Udbudsportalen’s lawyers have assessed and evaluated the implications of the ruling by the Danish Supreme Court on 27 of November. The ruling regards the creation of a consortium by the companies VKF Vejmarkering (now GVCO) and Eurostar. However, the ruling does not relate directly to the Danish law on public procurement: Udbudsloven, rather it focuses on the aspect of EU tenders related to competition. Thus, the ruling does not alter the status quo within EU-tenders. But it does highlight the restrictions on consortiums that are put in place by Danish Authorities, to ensure a healthy competition.
The case of VKF Vejmarkering and Eurostar regards an EU tender, which was compartmentalized into several sub-contracts, which were available for individual bids. The two companies created a consortium to provide a bid for the full contract and then subsequently split the contracts between them. The Supreme Court’s ruling stipulates that the illegal element of the consortium relates directly to the compagnie’s possibility of separately fulfilling the tender’s contractual obligations, relating to both the main and sub-contracts. The ruling furthermore concluded that the consortium was created only for sales purposes and therefore contorted the competition of the tender.

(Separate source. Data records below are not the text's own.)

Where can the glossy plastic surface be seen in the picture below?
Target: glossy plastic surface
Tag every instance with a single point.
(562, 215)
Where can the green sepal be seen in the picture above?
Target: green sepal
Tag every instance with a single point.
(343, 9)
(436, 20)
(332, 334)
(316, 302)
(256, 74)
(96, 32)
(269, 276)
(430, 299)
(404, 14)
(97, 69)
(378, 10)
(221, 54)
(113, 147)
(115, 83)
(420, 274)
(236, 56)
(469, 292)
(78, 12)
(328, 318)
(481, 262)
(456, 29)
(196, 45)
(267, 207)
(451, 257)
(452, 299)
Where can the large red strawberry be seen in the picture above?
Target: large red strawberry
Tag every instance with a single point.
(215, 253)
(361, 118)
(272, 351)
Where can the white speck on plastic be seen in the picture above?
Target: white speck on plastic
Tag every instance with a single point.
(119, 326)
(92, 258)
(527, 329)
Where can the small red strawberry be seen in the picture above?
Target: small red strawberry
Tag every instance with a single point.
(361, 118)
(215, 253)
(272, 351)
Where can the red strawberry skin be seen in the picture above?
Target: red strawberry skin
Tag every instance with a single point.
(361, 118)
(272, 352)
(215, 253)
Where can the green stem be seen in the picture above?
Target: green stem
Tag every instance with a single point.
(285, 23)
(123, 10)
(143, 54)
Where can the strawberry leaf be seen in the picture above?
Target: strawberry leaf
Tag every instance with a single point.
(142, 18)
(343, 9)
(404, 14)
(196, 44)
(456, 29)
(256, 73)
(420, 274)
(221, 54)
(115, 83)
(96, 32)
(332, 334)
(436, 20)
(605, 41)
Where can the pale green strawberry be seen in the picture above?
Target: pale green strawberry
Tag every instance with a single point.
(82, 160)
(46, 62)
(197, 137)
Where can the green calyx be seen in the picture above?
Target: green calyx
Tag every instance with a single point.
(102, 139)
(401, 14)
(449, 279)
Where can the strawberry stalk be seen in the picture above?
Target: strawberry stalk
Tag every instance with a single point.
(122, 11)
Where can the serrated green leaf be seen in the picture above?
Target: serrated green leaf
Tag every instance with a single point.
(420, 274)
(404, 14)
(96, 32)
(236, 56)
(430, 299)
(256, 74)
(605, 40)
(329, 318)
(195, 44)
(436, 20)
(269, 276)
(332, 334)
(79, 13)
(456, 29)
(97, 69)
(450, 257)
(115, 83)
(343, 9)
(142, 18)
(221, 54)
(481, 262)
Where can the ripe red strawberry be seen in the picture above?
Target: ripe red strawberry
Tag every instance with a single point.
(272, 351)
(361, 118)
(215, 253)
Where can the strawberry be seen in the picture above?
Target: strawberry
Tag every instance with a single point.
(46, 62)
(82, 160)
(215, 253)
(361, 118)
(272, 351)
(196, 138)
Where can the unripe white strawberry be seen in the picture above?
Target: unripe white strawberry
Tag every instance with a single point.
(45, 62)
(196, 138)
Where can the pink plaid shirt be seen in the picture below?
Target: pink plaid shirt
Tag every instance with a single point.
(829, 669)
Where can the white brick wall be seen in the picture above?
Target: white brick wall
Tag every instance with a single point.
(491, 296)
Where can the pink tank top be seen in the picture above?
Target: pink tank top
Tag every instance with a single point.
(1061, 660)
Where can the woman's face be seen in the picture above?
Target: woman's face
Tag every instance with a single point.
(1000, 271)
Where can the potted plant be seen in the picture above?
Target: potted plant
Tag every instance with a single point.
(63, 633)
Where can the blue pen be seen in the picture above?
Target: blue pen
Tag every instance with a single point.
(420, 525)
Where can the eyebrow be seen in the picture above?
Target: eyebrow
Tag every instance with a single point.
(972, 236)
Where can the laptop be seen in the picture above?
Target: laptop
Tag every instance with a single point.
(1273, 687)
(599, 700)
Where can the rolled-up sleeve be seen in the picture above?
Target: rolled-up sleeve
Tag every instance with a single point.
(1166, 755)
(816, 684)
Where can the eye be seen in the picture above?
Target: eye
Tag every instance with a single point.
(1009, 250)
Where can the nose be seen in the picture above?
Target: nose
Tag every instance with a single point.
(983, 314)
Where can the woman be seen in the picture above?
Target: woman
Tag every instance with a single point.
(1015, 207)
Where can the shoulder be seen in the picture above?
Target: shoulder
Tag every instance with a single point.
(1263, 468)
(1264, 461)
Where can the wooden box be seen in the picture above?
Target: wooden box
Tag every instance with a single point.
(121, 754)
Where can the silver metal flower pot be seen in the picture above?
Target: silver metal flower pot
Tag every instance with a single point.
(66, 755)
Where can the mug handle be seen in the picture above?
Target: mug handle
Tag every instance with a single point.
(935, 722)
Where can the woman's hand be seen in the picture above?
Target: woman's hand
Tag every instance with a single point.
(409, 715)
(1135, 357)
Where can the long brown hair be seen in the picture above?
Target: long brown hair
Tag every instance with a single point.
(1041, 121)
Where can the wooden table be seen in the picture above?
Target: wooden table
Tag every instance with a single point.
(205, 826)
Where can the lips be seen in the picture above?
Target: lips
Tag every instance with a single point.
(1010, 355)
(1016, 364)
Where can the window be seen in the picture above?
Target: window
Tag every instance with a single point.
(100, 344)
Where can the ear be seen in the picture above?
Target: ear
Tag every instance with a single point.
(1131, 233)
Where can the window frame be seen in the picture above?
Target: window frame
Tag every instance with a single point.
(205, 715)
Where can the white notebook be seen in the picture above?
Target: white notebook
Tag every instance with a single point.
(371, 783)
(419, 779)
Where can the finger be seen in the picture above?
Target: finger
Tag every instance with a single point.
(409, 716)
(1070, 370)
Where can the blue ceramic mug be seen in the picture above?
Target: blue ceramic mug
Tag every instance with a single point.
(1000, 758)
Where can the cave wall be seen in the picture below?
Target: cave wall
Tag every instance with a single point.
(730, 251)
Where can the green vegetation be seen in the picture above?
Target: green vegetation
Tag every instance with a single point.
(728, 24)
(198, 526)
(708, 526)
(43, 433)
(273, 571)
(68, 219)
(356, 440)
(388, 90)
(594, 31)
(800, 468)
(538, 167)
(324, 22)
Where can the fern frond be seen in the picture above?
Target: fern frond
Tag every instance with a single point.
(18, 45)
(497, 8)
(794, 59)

Thus, the ruling only carries implications for similar cases and does not relate to the creation of consortiums in general. However, it does inform companies that it is necessary to be aware of the requirements for consortiums that goes beyond the restrictions placed hereupon from the public procurement legislation: Udbudsloven.
Consortiums therefore remains a valid and recognized solution for small companies when bidding on EU-tenders in Denmark, however it should also be noted that likewise other forms of collaboration are available for companies wishing to avoid similar situations.